Putting It All Together

  • These four concepts form a progression:

    1. Big O tells you whether an approach is fast enough.
    2. Recursion breaks problems into subproblems.
    3. Backtracking is recursion + choices + undo, for exhaustive search.
    4. DP is recursion + caching, for optimisation over overlapping subproblems.

  • When you see a new problem:

    • Estimate the input size \(n\).
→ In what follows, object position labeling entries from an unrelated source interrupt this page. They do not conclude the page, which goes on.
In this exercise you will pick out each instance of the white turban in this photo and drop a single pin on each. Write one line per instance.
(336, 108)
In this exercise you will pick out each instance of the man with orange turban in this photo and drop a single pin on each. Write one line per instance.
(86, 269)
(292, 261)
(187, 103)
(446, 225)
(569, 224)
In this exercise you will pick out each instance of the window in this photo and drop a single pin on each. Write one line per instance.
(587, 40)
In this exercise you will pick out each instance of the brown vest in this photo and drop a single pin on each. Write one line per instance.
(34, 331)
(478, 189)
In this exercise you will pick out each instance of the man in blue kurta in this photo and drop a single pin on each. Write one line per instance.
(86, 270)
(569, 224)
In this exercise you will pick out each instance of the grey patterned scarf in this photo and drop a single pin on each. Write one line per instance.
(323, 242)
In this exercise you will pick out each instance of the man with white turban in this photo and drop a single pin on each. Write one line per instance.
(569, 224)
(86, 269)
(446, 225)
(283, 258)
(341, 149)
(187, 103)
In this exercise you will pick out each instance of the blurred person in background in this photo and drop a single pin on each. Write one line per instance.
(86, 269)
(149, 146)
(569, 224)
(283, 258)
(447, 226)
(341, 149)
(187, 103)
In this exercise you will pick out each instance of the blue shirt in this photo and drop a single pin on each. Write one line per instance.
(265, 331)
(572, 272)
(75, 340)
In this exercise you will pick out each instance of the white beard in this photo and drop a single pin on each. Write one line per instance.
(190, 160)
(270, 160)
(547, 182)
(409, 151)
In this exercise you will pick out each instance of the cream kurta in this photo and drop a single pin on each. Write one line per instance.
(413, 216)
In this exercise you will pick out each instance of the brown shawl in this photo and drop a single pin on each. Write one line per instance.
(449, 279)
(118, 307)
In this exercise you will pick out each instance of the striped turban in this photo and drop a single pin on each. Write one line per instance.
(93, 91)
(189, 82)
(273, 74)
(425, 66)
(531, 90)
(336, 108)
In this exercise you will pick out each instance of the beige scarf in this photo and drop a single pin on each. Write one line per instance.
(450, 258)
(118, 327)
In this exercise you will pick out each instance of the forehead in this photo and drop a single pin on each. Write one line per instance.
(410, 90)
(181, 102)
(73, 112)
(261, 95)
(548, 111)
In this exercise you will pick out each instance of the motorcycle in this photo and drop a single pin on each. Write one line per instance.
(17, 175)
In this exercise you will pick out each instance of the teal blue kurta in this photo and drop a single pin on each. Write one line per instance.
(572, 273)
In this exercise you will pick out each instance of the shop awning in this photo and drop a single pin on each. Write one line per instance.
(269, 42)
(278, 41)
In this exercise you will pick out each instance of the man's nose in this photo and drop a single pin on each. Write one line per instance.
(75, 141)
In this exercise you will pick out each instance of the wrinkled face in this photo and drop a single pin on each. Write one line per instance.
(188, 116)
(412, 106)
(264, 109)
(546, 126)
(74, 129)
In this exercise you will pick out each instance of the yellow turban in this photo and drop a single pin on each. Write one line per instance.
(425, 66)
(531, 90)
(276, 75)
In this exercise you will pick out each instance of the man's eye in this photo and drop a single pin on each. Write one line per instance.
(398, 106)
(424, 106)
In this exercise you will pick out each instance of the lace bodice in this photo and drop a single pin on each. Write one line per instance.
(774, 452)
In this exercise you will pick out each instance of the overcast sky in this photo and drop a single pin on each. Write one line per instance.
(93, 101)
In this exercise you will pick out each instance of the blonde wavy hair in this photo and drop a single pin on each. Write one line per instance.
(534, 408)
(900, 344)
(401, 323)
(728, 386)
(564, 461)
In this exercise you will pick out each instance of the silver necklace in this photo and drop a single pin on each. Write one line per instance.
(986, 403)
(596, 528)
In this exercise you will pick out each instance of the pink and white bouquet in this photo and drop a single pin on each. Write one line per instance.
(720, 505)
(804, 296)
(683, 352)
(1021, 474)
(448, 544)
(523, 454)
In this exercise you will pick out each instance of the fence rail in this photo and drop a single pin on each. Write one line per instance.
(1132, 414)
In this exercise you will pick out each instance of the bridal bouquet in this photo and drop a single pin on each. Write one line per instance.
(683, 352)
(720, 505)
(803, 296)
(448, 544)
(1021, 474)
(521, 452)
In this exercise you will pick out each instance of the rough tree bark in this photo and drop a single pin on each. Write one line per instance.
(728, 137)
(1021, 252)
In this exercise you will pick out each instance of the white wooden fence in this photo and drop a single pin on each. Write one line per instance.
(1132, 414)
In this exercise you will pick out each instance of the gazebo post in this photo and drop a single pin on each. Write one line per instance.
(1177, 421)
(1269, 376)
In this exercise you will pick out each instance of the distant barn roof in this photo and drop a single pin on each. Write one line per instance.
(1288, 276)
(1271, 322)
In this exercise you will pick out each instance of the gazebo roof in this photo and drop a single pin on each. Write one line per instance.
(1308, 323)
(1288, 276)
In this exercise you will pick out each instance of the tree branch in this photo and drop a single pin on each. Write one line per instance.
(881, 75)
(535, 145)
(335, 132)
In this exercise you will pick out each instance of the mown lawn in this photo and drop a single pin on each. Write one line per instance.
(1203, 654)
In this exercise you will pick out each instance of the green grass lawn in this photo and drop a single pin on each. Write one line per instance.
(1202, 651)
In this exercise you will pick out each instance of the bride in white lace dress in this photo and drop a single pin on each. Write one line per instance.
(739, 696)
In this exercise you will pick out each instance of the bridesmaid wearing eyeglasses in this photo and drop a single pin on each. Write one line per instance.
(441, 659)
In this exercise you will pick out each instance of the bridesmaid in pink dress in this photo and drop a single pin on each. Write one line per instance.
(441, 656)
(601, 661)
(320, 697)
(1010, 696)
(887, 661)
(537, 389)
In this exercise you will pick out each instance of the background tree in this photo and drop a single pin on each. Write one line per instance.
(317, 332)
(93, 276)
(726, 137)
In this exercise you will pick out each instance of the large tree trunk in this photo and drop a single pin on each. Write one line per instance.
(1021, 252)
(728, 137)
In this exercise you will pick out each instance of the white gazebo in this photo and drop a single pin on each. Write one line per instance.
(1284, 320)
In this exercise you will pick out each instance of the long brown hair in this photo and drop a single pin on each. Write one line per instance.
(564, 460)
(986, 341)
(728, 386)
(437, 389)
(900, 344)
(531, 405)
What Big O is acceptable?
    • If the brute force is exponential and the problem asks to enumerate/find configurations: backtracking (with pruning to make it practical).
    • If the brute force is exponential and the problem asks for an optimum or count, and you see overlapping subproblems: DP.
    • If the problem has structure that halves the search space: binary search or divide and conquer.
    • If the problem is on sequences with a constraint on subarrays: sliding window or two pointers.
    • If the problem needs fast lookups: hash map.

  • The remaining files in this chapter apply these ideas to specific data structures and patterns.